Even as the science of global warming gets stronger, fewer Americans believe it’s real. In some ways, it’s nearly as jarring a disconnect as enduring disbelief in evolution or carbon dating. And according to Kari Marie Norgaard, a Whitman College sociologist who’s studied public attitudes towards climate science, we’re in denial.

“Our response to disturbing information is very complex. We negotiate it. We don’t just take it in and respond in a rational way,” said Norgaard.

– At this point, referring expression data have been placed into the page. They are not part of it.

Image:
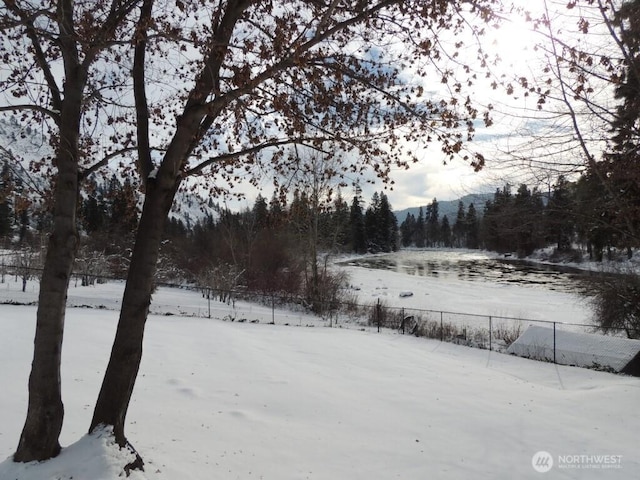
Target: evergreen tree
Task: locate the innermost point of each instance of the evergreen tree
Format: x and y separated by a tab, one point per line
420	230
559	215
433	224
407	230
459	227
472	226
446	237
356	219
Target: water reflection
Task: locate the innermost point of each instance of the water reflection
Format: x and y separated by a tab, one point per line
464	265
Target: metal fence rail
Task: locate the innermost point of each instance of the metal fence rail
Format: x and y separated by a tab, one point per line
491	332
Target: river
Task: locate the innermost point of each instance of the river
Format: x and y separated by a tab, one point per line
476	266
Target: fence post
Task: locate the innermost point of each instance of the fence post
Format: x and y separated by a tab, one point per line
489	332
554	342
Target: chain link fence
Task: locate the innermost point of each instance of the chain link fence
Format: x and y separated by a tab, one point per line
494	333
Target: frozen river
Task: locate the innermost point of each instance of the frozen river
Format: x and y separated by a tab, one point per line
475	266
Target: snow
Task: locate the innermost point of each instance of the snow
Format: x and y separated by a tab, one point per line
229	400
574	348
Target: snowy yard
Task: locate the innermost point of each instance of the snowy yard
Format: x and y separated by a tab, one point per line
228	400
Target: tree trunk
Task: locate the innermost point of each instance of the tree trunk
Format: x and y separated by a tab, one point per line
126	354
39	438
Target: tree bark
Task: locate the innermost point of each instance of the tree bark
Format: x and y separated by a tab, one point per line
39	438
126	354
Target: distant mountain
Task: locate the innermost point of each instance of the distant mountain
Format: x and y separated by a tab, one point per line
449	207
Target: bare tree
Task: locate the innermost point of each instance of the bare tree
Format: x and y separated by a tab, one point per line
257	76
58	78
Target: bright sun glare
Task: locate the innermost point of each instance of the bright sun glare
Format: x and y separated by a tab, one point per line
514	41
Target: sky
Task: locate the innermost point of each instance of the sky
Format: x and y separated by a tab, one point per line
517	123
431	178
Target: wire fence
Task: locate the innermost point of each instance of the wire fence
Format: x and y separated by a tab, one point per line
491	332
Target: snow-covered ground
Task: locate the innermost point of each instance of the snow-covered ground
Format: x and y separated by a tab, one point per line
228	400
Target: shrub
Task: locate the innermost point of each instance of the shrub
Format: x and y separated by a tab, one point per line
615	299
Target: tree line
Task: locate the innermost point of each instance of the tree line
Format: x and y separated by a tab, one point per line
260	81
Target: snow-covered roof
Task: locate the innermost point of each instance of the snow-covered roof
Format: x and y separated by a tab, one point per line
580	349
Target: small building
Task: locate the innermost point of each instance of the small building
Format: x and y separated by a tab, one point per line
589	350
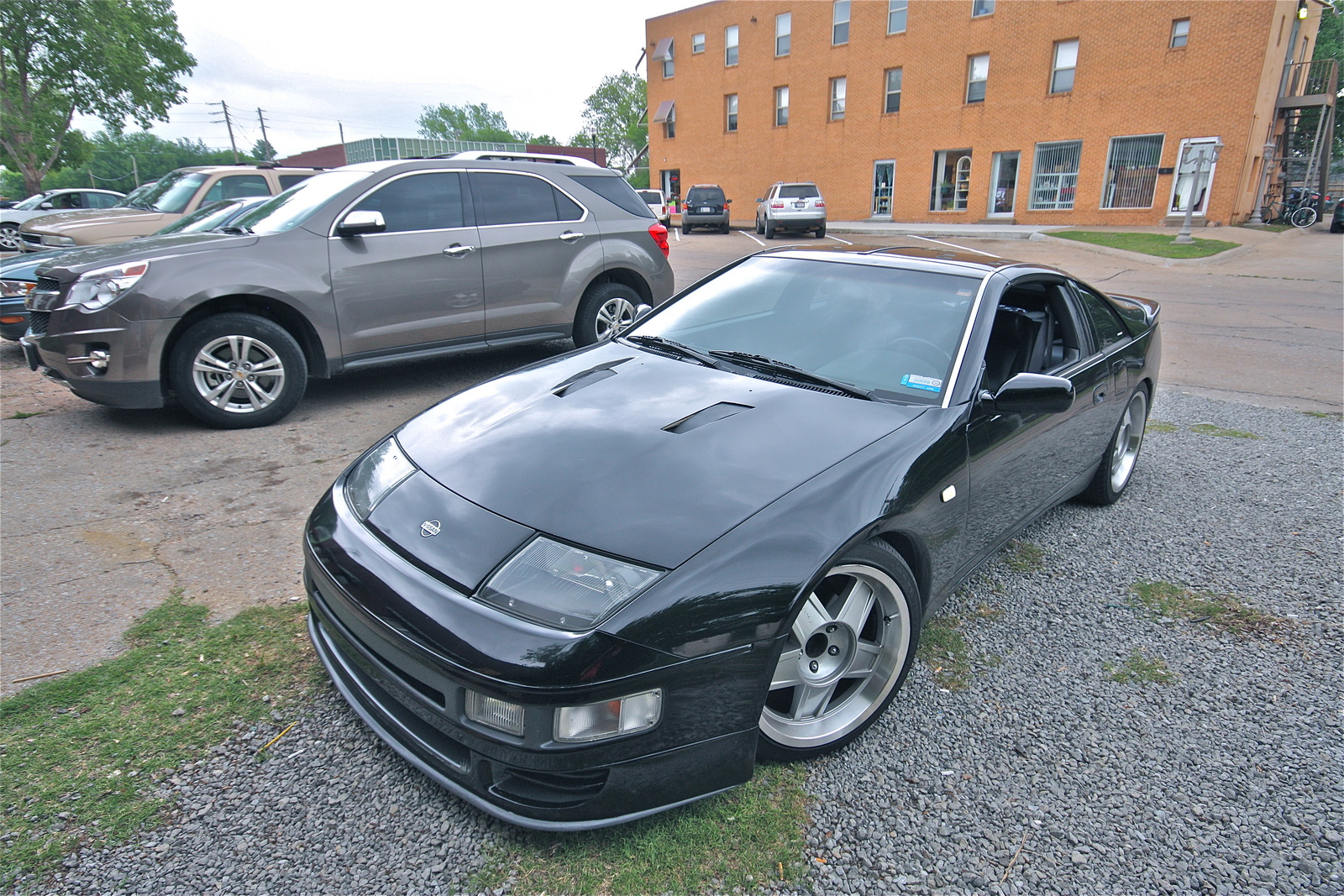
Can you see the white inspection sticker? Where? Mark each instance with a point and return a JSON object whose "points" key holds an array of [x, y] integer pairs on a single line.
{"points": [[927, 383]]}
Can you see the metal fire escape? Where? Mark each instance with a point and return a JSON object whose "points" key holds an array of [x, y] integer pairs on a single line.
{"points": [[1304, 129]]}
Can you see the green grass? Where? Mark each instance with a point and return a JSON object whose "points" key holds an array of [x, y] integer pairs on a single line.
{"points": [[1209, 429], [748, 837], [1023, 557], [1139, 668], [82, 754], [1159, 244]]}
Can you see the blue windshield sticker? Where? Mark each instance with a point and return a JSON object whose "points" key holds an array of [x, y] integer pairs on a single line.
{"points": [[927, 383]]}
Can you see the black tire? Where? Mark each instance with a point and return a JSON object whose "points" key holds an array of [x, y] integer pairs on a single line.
{"points": [[604, 305], [847, 699], [1121, 457], [269, 349]]}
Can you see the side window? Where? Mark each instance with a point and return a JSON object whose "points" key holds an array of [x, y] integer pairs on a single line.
{"points": [[521, 199], [418, 202], [1105, 322], [237, 187]]}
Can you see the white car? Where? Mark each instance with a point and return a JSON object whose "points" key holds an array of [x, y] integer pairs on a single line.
{"points": [[658, 204], [46, 203]]}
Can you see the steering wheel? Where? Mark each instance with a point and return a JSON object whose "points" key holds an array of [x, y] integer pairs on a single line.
{"points": [[924, 349]]}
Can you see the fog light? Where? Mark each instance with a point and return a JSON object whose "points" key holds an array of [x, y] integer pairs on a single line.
{"points": [[491, 712], [608, 719]]}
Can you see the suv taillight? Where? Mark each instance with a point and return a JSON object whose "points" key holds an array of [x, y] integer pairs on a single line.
{"points": [[660, 237]]}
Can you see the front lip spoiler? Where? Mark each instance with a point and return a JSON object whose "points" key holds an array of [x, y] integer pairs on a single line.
{"points": [[343, 678]]}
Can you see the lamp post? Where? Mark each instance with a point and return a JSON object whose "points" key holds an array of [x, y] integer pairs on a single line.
{"points": [[1267, 157], [1200, 152]]}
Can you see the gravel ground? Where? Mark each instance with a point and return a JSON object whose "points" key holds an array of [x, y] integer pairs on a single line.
{"points": [[1042, 777]]}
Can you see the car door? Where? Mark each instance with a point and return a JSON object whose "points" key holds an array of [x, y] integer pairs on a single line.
{"points": [[1021, 463], [418, 282], [533, 239]]}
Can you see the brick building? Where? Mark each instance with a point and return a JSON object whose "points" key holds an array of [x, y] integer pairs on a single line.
{"points": [[1037, 112]]}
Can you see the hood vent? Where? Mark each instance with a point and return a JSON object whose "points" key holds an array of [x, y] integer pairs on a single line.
{"points": [[586, 378], [706, 416]]}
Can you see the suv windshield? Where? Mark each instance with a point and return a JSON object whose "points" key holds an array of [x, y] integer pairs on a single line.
{"points": [[886, 329], [705, 195], [293, 207], [170, 195]]}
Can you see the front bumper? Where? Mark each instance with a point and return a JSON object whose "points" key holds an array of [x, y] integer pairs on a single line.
{"points": [[410, 689]]}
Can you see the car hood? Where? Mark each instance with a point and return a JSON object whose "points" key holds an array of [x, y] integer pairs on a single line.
{"points": [[69, 265], [633, 453]]}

The Intergovernmental Panel on Climate Change declared in 2007 that greenhouse gases had reached levels not seen in 650,000 years, and were rising rapidly as a result of people burning fossil fuel. Because these gases trap the sun’s heat, they would — depending on human energy habits — heat Earth by an average of between 1.5 and 7.2 degrees Fahrenheit by century’s end. Even a midrange rise would likely disrupt the planet’s climate, producing droughts and floods, acidified oceans, altered ecosystems and coastal cities drowned by rising seas.


It's a very interesting, and ultimately predictable, form of the human condition. It separates us along not just political lines, but social lines as well. We too often surround ourselves with those that we agree with explicitly, unable or unwilling to be challenged or to challenge others in order to shape a point of view that is more rounded and more grounded in the actual reality of the world around us.

But let's take this a little further. Could these beliefs actually effect the functionality of our brains to the point where we literally see what we think? Studies show that show that the more favorable we see a person politically, the lighter their skin tone appears. Conversely, the more you distrust or dislike a person based on political ideology, the darker their skin tone appears. If we take this study into account with the psychology of climate-change denial, are people really seeing things that really aren't there?

Science has never been something that the conservative movement, but there is no escaping a psychological effect on us. The only variable is how easily susceptible to misdirection we are.

1 comment:

Anonymous said...

It is not important what we believe because the water will rise and we will drown anyway. Cigarette companies still sell cigarettes although it kills and sickens millions every year. The oil and coal companies will spend whatever money it takes to keep us burning fossil fuel as the water rises.